A major draw to any Frightened Rabbit show is Hutchison’s hilarious between song banter, always done in his Scottish brogue (though undoubtedly his family & hometown friends think that he sounds like an English wanker by now…). His self-effacing humor provides a nice contrast and compliment to his serious musical sadness. The packed space made it a bit harder to hear him that usual big shows, but he still joked. He had a long talk before doing “Poke” solo, even pointing out that it’s the only time his brother & drummer Grant (QRO interview with both) lets him talk, “So I’m gonna take it.” During the crowd shout-along to “Old Old Fashioned”, Scott got the crowd going by exhorting, “C’mon Brooklyn, we’re all so old, it’s tough to get out of bed…”
And there were a lot of Midnight sing-alongs. You’re gonna get that at any ‘play an album in full’ show, since the folks know going in, exactly what they’ll be hearing, and any album good enough to play in full must have them, but Midnight is particularly littered with great ones. Perhaps the best was the “dance song,” “The Twist”, where at times the audience even filled in for Scott during the chorus, the Americans doing their best attempts at a Scottish accent.
The slightly weaker end of Midnight going into the encore break, and lack of any Midnight songs for the encore, meant that the encore didn’t have quite the momentum of a usual show (another issue with ‘play an album in full’ shows – the crowd can be a little bit at a loose end when the album is finished, but the show isn’t).

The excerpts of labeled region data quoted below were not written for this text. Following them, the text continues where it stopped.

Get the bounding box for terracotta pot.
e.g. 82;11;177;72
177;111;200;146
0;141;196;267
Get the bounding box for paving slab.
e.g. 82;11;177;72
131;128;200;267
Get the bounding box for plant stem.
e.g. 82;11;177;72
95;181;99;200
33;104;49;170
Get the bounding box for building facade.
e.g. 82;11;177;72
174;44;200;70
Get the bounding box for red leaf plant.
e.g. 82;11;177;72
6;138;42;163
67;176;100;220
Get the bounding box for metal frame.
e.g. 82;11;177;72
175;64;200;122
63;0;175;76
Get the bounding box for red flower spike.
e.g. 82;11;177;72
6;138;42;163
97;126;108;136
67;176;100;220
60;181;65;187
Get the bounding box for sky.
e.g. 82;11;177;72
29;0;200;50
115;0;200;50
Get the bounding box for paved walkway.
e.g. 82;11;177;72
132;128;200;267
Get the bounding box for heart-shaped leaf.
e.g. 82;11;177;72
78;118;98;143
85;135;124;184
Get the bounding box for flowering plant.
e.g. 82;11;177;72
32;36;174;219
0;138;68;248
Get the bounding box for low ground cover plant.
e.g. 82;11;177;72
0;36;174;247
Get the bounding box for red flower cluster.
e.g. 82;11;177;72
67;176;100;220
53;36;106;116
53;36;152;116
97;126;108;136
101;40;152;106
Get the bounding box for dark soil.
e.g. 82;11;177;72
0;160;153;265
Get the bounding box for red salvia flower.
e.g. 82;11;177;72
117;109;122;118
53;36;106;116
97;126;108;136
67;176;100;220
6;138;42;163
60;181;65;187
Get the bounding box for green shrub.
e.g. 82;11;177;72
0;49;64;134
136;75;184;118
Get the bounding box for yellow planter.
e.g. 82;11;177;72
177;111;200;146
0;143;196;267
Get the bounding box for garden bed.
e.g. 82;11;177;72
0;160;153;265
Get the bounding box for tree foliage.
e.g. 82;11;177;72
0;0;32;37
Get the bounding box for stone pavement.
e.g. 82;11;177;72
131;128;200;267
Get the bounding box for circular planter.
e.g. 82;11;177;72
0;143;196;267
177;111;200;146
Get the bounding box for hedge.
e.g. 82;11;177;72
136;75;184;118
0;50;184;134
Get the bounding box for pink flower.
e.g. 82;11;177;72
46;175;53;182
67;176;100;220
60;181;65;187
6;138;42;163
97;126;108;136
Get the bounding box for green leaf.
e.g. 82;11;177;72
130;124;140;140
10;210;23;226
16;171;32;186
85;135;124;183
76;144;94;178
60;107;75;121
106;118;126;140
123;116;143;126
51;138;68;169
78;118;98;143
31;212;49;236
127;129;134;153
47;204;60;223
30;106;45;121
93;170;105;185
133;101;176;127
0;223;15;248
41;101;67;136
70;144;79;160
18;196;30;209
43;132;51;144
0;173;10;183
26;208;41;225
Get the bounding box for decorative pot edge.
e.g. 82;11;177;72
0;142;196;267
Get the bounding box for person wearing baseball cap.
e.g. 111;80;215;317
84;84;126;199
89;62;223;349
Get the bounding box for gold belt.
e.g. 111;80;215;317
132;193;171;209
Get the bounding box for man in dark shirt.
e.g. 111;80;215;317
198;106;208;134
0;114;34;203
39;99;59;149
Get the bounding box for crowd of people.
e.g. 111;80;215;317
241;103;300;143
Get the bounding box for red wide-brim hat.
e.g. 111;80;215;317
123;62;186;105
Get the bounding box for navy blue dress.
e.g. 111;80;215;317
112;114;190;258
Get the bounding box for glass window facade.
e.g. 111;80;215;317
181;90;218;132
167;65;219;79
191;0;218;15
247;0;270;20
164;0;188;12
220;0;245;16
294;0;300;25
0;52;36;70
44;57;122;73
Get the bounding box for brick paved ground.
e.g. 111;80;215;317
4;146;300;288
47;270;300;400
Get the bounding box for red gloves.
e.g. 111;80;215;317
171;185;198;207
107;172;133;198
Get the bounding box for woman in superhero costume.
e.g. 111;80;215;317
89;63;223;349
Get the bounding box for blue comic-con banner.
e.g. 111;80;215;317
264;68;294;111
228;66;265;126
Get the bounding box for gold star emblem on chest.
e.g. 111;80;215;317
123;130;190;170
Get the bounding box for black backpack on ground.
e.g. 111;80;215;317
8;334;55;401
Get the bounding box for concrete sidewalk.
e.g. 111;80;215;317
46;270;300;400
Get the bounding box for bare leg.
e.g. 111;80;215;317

But after Verse’s “The Oil Slick” and “The Woodpile”, Frightened Rabbit got the audience into a big clap-along with Winter’s “The Loneliness and The Scream”, including bringing out opener Wintersleep (who had acquitted themselves well earlier in the evening, in a tough slot, playing to people who had come for a specific set songs, from someone else).
This anniversary tour of The Midnight Organ Fight is undoubtedly a sort of ‘break from the usual’ for Frightened Rabbit, something to do before making, releasing, and touring their next record, enabling them to play songs that they don’t normally do anymore, at places that they don’t normally go to anymore. But it showcased their breakthrough, while at the same time that they’re more than just their breakthrough.